The European Automobile Manufacturers Association (ACEA) shows that 70% of all charging stations in Europe would be located in the Netherlands, France, and Germany, representing „a real performance if we consider that they represent only 23% of the total area of the European Union – meaning that 30% of the stations would be located on the remaining 77% of the European territory”.
The Romanian citizens still have to travel 200km or more to find a charger. In this respect, we cannot expect them to be willing to buy an electric vehicle. Based on an analysis performed by Lektri.co, the local market has 782 public charging locations for electric vehicles, most of them in counties with high economic power, such as București-Ilfov, Timiș, or Cluj. Between August 2020 and April 2021, the number of public charging stations for electric vehicles nationwide increased by 44%, from 542 to 782.
According to the National Recovery and Resilience Plan (PNRR), the Romanian government wishes to finance a charging station in each city of Romania. Even if the government has made progress in subsidising the electric vehicles, they also need to add a range of costs benefits that electric vehicles drivers should enjoy, including no road tax, reduced tolls and parking costs, and exemption from the VAT on car sales, as the Norwegian government granted its electric vehicles drivers.
It seems that widespread consumer concern about climate and sustainability issues has created a large pool of consumers who would prefer to shift to more sustainable ways to travel, but only if costs fall and convenience grows. „As the costs of batteries and other key electric vehicles components fall, consumers are likely to become ever more important for, and interested in, the transition to sustainability.” says Richard Karmel, Managing Partner, Mazars.
Road safety, data protection and sustainability are among the expectations of Europeans when it comes to self-driving vehicles
The automobile industry is a technological world leader and Europe’s number one investor in R&D. Automated driving is transforming the role of the automobile. It will not only enhance safety and comfort but also provide us with more free time which was previously spent driving. The concept of self-driving vehicles greatly influences the concept of smart cities and connected infrastructure, and as a result, may aid road safety and ensure the comfort of participants in road traffic.
According to a survey conducted with the support of the EU-funded PAsCAL project (whose name is an acronym for "Enhance driver behavior and Public Acceptance of Connected and Autonomous vehicLes"), Europeans' expectations of the development of the autonomous car industry have been largely positive in terms of sustainability and safety, but negative when it comes to privacy.

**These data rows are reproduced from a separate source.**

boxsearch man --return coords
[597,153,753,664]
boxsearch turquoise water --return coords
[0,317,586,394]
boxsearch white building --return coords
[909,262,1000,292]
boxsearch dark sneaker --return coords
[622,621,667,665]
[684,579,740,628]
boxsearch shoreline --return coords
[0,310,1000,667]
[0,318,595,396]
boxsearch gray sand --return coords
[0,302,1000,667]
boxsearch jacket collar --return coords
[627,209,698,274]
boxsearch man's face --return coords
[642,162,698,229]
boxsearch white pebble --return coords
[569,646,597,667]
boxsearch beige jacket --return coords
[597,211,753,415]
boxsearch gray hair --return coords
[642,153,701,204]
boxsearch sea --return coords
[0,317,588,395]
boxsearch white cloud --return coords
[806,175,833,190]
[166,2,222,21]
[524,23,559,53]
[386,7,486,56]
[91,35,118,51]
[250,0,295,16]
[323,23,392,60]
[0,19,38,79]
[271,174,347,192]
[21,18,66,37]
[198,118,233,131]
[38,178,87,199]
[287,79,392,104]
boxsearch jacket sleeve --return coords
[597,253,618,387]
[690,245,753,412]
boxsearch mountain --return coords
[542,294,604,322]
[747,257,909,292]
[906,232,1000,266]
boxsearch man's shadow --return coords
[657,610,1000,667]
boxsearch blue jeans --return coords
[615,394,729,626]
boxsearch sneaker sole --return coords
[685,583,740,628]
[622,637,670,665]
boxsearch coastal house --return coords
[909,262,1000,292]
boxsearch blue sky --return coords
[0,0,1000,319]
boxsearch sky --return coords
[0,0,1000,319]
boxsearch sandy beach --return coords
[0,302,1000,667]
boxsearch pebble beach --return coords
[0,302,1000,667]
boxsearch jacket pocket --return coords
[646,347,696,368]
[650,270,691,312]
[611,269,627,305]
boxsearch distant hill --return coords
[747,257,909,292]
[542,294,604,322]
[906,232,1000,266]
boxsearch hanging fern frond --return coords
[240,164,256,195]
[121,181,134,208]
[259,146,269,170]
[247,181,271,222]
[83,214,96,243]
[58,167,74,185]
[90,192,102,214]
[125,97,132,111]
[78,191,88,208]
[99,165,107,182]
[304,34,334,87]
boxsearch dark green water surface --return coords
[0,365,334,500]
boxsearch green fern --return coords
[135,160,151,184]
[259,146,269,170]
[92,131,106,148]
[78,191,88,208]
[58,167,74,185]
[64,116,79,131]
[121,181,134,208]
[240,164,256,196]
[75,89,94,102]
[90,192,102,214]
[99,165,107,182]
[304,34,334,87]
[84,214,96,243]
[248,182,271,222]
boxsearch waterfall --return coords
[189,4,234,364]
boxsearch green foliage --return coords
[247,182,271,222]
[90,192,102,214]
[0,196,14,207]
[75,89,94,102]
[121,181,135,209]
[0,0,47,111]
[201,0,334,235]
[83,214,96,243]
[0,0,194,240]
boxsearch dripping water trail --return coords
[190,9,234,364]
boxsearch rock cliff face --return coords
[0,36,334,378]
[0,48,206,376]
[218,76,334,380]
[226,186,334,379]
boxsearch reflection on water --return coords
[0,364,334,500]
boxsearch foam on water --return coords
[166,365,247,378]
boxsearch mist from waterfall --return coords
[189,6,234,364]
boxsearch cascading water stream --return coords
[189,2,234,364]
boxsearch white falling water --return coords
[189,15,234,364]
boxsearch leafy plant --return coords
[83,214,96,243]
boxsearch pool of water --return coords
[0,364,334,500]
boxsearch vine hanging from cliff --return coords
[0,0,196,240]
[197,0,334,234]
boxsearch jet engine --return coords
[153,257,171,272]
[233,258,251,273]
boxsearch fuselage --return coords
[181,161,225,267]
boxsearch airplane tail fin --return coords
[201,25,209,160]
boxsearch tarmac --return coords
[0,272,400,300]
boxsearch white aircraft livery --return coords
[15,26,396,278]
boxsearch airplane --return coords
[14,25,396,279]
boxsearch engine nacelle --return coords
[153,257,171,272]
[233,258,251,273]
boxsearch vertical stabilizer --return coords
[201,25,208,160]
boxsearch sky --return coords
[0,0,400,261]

More than 49% of respondents across all countries expect an optimisation on safety with the introduction of autonomous vehicles, while 28% or more from France, Germany, and the UK believe it will worsen it. In terms of sustainability, 48-57% of participants from all countries expect an improvement, while 22% expect a worsening of the situation. Very few participants in all four countries expect data privacy to improve.
According to the Romanian authorities, there is an intention to build a circuit for testing self-driving vehicles. Romania is a market where at least 3 automotive manufacturers work with Romanian teams on autonomous car concepts (Bosch in Cluj and Continental and Porsche in Timișoara).